Agile Project Management – Some Home Truths!
Rob Thomsett, author and consultant, got the graveyard shift at the Agile Business Conference in London today. Rob says, above all, implementing agile is first and foremost a culture change. For sure, it changes the role of project managers in software development. But it doesn’t eradicate the need for project managers. Project management is absolutely still needed.
I’ve blogged quite a bit recently about how I believe the same. More work can be done as Business As Usual when using agile methods. But for larger projects, agile software development needs to be augmented with good project management practices. In these cases, agile software development alone is not enough.
Rob is a very entertaining speaker – no sleeping here! Some really interesting home truths. About executives’ view of projects, and how the IT industry has so consistently failed to deliver on projects for the last 40 years.
One of the biggest challenge with any project, agile or not, is managing scope. Rob has never believed that requirements can be fully defined up-front. Getting Project Sponsors to pay any attention to their projects is also a big challenge. Sponsors need to clear a space in their diaries, and play an active role in their projects!
Rob says he hates the term ‘Users’. He remembers in the IT dark ages, when everyone thought Users were stupid. On the evolutionary scale, somewhere between pigeon and monkey! Agile development changes this. It builds trust. Trust between the Experts and ‘Users’. It starts to create a partnership. A real partnership between IT and business people.
Projects must have an open relationship with stakeholders. The only purpose of delivering projects is to deliver what the stakeholders want. Stakeholders are not the enemy. Projects must engage stakeholders as allies.
On his website, Rob has some estimating games. Things like “guess the number your boss is thinking of”, “double it because the boss will halve it”, stuff like that. They sound fun!
Agile Project Management principles should be openness, honesty, integrity. Also simplicity, face-to-face communication and no bureaucracy!
Rob says the software development model (analyse, design, develop, test and implement) is still right. It’s the artefacts that are wrong. Don’t throw out the model. Agile still needs these processes. But do throw out the artefacts. Remove the bureaucracy!

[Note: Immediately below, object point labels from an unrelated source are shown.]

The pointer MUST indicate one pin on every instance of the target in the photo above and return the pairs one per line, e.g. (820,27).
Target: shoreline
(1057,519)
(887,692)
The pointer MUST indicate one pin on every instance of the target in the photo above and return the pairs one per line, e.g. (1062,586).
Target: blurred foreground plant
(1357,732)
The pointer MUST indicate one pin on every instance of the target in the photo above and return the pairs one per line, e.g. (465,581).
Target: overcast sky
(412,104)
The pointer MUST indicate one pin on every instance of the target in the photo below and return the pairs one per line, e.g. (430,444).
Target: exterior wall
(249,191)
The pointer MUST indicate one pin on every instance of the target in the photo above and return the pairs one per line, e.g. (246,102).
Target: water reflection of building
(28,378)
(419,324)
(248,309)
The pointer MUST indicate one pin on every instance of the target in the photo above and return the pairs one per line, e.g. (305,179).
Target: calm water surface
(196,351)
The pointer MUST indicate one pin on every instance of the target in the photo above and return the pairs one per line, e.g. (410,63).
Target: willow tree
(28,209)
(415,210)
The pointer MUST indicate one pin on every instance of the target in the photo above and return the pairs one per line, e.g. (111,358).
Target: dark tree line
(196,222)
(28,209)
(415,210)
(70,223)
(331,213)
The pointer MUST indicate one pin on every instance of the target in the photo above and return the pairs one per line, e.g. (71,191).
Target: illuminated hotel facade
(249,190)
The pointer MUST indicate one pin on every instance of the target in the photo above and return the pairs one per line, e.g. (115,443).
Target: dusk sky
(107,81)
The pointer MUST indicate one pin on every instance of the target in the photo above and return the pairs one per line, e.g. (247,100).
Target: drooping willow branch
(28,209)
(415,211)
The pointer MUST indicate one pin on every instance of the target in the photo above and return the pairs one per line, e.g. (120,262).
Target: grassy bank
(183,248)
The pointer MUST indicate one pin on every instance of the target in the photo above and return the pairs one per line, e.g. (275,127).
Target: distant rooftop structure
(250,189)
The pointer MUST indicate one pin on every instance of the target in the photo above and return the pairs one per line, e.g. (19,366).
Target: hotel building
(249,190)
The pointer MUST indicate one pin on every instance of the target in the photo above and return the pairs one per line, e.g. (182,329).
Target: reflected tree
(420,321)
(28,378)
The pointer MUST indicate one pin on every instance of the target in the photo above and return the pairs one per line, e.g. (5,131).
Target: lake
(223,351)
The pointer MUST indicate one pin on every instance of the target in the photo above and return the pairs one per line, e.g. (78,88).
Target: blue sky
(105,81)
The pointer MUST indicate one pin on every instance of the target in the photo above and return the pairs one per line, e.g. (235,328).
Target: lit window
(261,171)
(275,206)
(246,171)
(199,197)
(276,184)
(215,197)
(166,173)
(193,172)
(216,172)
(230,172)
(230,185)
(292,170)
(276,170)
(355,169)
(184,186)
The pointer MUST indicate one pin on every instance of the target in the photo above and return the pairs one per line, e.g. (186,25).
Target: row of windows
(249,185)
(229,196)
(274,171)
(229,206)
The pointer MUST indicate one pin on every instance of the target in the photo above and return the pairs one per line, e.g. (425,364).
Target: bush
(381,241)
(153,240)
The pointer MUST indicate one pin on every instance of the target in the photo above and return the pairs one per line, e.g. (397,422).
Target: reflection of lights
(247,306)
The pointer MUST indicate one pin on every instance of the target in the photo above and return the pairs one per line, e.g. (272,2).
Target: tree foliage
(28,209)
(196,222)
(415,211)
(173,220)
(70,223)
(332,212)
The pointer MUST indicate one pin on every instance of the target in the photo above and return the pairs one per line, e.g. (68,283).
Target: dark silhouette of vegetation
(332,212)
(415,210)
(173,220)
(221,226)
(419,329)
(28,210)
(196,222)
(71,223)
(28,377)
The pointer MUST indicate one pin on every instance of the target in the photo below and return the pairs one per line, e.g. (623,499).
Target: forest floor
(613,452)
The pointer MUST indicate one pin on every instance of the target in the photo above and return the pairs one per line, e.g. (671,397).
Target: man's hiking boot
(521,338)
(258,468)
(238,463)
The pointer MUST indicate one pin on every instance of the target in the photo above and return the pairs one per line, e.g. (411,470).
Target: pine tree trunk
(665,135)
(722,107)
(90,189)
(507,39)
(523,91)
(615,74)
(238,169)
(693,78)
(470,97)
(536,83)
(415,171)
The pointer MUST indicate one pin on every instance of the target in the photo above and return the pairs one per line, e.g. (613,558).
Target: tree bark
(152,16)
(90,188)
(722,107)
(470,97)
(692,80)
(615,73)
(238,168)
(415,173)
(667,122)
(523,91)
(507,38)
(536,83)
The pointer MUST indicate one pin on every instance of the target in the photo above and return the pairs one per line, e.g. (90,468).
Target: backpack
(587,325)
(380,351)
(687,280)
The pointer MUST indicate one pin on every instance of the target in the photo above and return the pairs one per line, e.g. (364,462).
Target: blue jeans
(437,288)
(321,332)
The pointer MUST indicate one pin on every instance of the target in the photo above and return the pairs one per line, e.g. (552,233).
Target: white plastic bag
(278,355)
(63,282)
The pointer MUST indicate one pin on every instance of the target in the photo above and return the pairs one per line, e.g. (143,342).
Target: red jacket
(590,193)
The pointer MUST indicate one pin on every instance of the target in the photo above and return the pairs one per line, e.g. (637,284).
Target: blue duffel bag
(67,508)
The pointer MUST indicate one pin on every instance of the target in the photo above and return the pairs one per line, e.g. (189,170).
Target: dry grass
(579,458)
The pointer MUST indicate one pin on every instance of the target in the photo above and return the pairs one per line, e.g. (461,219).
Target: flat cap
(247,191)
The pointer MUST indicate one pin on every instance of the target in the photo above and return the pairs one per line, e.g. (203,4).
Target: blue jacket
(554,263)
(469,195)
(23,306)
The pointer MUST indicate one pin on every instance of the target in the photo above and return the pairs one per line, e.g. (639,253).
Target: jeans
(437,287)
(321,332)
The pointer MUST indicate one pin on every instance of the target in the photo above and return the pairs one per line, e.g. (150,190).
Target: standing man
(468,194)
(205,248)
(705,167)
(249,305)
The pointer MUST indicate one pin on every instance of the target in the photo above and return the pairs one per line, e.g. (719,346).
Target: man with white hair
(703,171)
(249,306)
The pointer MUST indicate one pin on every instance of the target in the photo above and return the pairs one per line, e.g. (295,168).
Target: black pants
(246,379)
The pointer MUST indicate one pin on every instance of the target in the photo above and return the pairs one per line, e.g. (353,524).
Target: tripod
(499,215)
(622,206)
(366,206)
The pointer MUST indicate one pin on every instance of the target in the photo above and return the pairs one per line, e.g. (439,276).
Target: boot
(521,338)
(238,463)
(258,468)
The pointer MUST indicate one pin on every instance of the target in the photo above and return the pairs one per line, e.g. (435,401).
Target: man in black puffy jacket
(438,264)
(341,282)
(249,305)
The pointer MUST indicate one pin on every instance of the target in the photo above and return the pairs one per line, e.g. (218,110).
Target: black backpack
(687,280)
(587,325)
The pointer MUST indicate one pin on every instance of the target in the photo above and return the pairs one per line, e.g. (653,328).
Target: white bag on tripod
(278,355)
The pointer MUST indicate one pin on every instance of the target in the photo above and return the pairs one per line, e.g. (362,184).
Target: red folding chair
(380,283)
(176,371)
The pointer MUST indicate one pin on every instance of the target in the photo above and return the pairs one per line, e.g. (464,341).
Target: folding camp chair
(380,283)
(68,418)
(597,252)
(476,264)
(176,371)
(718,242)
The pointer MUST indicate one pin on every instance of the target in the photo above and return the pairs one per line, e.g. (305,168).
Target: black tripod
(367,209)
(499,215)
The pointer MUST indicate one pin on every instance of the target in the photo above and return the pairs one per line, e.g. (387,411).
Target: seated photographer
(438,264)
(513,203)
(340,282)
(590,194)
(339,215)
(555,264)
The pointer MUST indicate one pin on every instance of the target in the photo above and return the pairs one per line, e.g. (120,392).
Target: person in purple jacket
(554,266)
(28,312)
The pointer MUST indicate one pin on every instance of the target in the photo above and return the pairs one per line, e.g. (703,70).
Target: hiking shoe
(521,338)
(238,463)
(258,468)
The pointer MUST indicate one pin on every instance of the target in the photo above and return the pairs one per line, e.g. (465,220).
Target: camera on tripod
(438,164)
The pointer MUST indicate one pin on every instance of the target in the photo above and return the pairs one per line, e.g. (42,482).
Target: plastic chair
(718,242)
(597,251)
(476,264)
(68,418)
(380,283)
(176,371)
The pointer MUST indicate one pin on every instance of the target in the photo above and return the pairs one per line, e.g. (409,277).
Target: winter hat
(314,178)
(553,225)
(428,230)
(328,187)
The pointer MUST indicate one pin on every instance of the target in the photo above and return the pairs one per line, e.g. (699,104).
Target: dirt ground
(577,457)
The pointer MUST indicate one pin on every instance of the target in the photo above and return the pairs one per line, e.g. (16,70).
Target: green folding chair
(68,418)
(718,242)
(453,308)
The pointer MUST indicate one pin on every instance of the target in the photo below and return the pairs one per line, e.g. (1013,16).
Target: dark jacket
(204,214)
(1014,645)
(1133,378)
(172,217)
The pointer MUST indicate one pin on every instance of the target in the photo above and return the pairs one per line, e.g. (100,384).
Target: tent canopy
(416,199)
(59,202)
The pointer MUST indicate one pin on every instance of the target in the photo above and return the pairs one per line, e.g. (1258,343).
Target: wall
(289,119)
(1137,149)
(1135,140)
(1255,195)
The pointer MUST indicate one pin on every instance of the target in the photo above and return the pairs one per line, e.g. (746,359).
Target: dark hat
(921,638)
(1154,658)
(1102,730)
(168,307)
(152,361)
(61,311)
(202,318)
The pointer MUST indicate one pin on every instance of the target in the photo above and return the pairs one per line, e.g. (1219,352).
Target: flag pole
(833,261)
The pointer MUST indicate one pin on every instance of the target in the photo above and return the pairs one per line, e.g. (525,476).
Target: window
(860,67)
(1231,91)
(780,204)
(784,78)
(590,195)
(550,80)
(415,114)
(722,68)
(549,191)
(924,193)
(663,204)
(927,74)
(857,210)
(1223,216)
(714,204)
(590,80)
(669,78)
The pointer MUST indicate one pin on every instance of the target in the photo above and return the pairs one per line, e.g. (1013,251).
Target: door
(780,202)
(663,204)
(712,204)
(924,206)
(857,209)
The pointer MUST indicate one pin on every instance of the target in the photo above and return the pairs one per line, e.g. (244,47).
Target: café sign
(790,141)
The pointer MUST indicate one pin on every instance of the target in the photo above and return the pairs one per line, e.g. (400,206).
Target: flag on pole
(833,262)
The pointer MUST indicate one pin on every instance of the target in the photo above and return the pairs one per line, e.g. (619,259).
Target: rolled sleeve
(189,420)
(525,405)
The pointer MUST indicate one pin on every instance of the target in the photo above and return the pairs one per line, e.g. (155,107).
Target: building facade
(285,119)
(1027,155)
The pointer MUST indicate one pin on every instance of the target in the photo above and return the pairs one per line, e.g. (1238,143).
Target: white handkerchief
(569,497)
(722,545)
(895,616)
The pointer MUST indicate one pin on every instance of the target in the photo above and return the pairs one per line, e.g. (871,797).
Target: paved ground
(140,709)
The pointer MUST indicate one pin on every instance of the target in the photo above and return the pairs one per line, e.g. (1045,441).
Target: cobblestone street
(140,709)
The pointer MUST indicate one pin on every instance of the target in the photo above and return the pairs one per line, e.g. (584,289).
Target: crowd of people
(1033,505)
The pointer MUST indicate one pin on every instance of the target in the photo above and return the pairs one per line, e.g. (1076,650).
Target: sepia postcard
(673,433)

He also talked about an idea he has for a reality TV programme – Bureaucrats Survivor! where bureaucrats are stranded on a desert island and have to survive. He said they’d probably start by cutting down all the trees, so they can make forms! Only then would they realise they needed them for fruit :-)
Rob showed an interesting tool for defining the success criteria for projects. He called it “Success Sliders”. It’s a tool to help facilitate a conversation with stakeholders about what’s important for them on the project. A way to align stakeholder expectations. Looks really interesting if well facilitated – well worth a look!